Watermark Books & Café is excited to welcome Peace Adzo Medie for her newest book, Nightbloom! This novel is a riveting depiction of class and family in Ghana, a compelling exploration of memory, and an eye-opening story of life that follows Selasi and Akorfa and the strength of female bonds in the face of societies that would prefer to silence women. Peace will be joined in conversation by Watermark Bookseller Shane Grebel. Join us for this event on Thursday, June 15th at 6:00pm CT in-store or on Facebook Live! RSVP at the button below.
This event is part of our International Voices series, which focuses on narratives that follow families that span generations and countries. These stories are beautiful and complex, showcasing families and how they survive over hundreds of years. Join us for our first event of the series with Janika Oza, author of A History of Burning on Tuesday, May 23rd at 6:00pm CT at Watermark Books & Café. Join us for our second event of the series with Peace Adzo Medie, author of Nightbloom on Thursday, June 15th at 6:00pm CT, also at Watermark Books & Café.
About Peace Adzo Medie
Peace Adzo Medie’s debut novel, His Only Wife, was a New York Times Book Review Editors' Choice, a New York Times Notable Book of 2020, and a Time Magazine Must-Read Book of 2020. It was also a Reese’s Book Club pick. Her book, Global Norms and Local Action: The Campaigns to End Violence Against Women in Africa, was published by Oxford University Press in 2020. She has won numerous awards for her scholarship and has held several fellowships, including the Oxford-Princeton Global Leaders Fellowship. She holds a PhD in public and international affairs from the University of Pittsburgh and a BA in geography from the University of Ghana.

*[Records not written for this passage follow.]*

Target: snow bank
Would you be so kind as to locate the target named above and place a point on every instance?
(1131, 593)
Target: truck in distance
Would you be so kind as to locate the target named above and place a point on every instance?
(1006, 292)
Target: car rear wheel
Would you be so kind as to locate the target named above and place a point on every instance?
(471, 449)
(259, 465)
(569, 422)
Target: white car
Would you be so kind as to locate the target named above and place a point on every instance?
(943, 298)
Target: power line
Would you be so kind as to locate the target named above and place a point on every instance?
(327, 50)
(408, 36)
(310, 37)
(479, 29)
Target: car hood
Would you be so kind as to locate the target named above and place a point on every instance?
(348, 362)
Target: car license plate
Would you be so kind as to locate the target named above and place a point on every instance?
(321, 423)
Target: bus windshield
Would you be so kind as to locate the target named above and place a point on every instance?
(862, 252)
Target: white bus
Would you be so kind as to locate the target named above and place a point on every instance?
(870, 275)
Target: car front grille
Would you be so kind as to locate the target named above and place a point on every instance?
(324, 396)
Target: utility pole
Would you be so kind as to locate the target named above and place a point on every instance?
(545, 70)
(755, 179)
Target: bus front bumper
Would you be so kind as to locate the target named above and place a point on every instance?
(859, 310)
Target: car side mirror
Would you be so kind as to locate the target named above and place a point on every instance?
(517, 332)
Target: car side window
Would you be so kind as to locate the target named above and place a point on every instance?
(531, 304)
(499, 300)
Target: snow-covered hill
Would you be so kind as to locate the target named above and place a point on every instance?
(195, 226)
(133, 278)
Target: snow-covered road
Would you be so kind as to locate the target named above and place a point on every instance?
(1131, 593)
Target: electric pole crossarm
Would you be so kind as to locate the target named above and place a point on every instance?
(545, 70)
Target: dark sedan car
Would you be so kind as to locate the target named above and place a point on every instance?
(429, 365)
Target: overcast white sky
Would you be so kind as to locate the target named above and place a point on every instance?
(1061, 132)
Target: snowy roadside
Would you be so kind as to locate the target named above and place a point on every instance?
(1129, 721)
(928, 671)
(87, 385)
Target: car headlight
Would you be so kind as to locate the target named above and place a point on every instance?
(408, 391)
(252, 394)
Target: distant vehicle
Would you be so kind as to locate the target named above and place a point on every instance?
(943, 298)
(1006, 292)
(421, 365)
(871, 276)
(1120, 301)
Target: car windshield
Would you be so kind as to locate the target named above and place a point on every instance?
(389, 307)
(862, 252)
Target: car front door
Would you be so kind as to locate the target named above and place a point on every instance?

This author is represented by the Hachette Speakers Bureau.
Peace Adzo Medie, author of Reese’s Book Club pick His Only Wife, returns with a moving novel about the unbreakable power of female friendship.
When Selasi and Akorfa were young girls in Ghana, they were more than just cousins; they were inseparable. Selasi was exuberant and funny, Akorfa quiet and studious. They would do anything for each other, imploring their parents to let them be together, sharing their secrets and desires and private jokes.
Then Selasi begins to change, becoming hostile and quiet; her grades suffer and she builds a space around herself, shutting Akorfa out. Meanwhile, Akorfa is accepted to an American university with the goal of becoming a doctor. Although hopeful that she can create a fuller life as a woman in America, she discovers the insidious ways that racism places obstacles in her path once she leaves Ghana. It takes a crisis to bring the friends back together, with Selasi’s secret revealed and Akorfa forced to reckon with her role in their estrangement.
A riveting depiction of class and family in Ghana, a compelling exploration of memory, and an eye-opening story of life as an African-born woman in the United States, Nightbloom is above all a gripping and beautifully written novel attesting to the strength of female bonds in the face of societies that would prefer to silence women.